Merak ediyorum. Ya yarın “Taraf”ta Ahmet Altan da Ertuğrul Özkök’ten hesap sorar ve “Neden bizimle aynı manşeti atmadınız? Bundan daha önemli haber mi vardı?” diye yazarsa gazetesinde…
Taraf’ın dünkü manşetinde “Malatya katliamında katile silahı polis verdi” deniliyor ve bu manşet resmi belgelerle destekleniyordu.
A grubu izleyicinin reyting rakamları nedir?..
Televizyon kanalları izlenme oranlarını ölçümleyebilmek için bir kuruluşa paralar ödemekteler. Reklam pastası da bu ölçümlere, yani reytinglere göre dağıtılıyor.
Acaba şu Digitürk’teki kanalların ve bunların programlarının izlenme ölçümlerini açıklamak mümkün değil mi?
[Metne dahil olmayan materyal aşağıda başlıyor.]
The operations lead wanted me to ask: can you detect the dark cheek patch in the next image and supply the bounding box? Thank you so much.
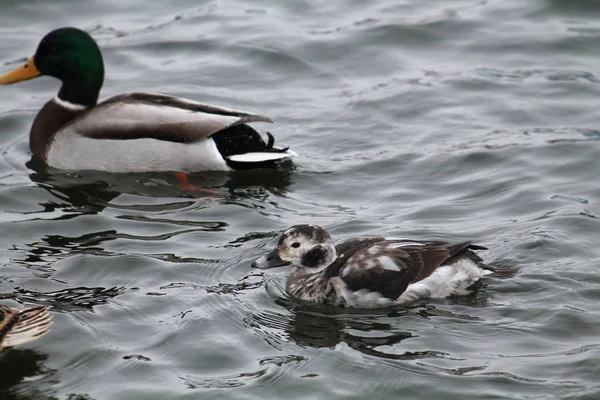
[302,246,325,268]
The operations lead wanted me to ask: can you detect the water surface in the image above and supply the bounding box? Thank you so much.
[0,0,600,400]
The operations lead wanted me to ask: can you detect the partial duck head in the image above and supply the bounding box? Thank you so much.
[0,28,104,106]
[252,224,337,272]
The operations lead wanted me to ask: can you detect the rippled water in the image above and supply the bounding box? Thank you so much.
[0,0,600,400]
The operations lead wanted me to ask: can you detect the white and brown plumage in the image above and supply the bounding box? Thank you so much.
[253,225,514,308]
[0,305,52,352]
[0,28,296,172]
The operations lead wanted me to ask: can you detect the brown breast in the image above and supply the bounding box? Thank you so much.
[29,99,87,161]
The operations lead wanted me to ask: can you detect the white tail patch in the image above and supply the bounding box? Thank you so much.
[378,256,400,271]
[396,258,487,303]
[228,150,298,163]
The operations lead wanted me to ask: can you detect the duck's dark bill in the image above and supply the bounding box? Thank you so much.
[252,247,289,269]
[0,58,40,85]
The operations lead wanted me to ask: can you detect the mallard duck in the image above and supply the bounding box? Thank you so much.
[252,225,514,308]
[0,305,52,352]
[0,28,296,172]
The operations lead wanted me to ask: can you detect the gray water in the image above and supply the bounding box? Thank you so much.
[0,0,600,400]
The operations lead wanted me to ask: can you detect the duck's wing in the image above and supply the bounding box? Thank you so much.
[0,306,52,350]
[338,240,471,299]
[65,93,273,143]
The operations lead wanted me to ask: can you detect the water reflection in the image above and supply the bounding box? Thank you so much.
[27,157,295,214]
[0,348,92,400]
[13,286,139,312]
[246,285,485,360]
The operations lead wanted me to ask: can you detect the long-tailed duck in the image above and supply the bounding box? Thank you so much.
[252,225,515,308]
[0,305,52,353]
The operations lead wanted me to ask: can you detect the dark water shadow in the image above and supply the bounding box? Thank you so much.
[27,156,296,214]
[0,348,92,400]
[252,280,489,360]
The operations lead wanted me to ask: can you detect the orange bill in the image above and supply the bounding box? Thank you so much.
[0,57,40,85]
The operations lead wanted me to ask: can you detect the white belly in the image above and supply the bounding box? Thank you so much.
[47,132,231,172]
[396,259,492,303]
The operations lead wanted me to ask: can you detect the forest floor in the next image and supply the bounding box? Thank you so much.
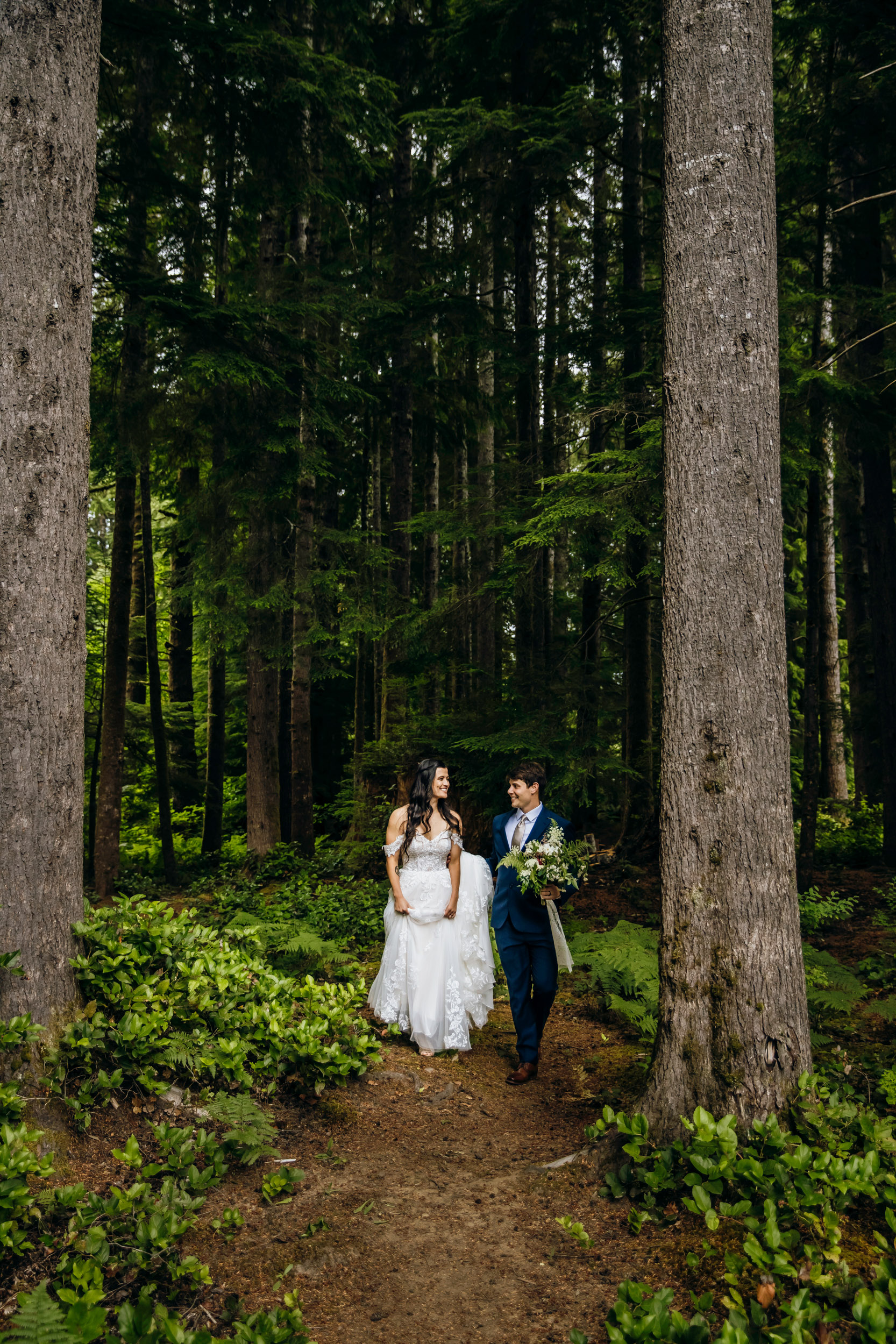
[12,865,896,1344]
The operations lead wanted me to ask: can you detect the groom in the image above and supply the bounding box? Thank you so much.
[489,760,575,1087]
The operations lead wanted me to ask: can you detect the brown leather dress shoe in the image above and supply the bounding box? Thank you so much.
[505,1059,539,1087]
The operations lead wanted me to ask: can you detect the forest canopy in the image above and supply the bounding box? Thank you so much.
[77,0,896,891]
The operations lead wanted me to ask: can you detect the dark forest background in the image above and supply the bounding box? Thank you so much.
[84,0,896,894]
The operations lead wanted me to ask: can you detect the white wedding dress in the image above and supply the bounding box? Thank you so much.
[367,830,494,1051]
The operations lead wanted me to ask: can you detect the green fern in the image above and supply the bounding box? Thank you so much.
[863,996,896,1021]
[5,1278,71,1344]
[570,919,659,1042]
[161,1031,205,1074]
[224,910,353,966]
[207,1093,278,1167]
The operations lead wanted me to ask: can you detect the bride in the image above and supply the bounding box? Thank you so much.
[368,758,494,1055]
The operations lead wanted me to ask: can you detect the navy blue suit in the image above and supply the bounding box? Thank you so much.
[489,808,575,1063]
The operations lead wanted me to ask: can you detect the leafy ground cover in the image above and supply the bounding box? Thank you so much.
[0,856,896,1344]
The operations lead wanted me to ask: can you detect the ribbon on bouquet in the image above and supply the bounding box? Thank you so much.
[542,900,572,970]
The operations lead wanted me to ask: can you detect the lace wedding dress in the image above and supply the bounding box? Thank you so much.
[367,830,494,1051]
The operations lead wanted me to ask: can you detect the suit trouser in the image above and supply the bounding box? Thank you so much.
[494,916,558,1063]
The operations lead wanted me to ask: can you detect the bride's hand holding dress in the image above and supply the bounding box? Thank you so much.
[368,809,494,1054]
Neticede alım gücü en fazla olan izleyicilerin bu dijital platforma üye olduğu, izleyicilerinin yüzde 47’sinin üniversite diplomasına sahip bulunduğu söyleniyor. Acaba bunlar da sabahları kadın programlarındaki hanımlarla göbek atıp, akşamları dizilerin kahramanları ile birlikte ağlayan çoğunluktan mı?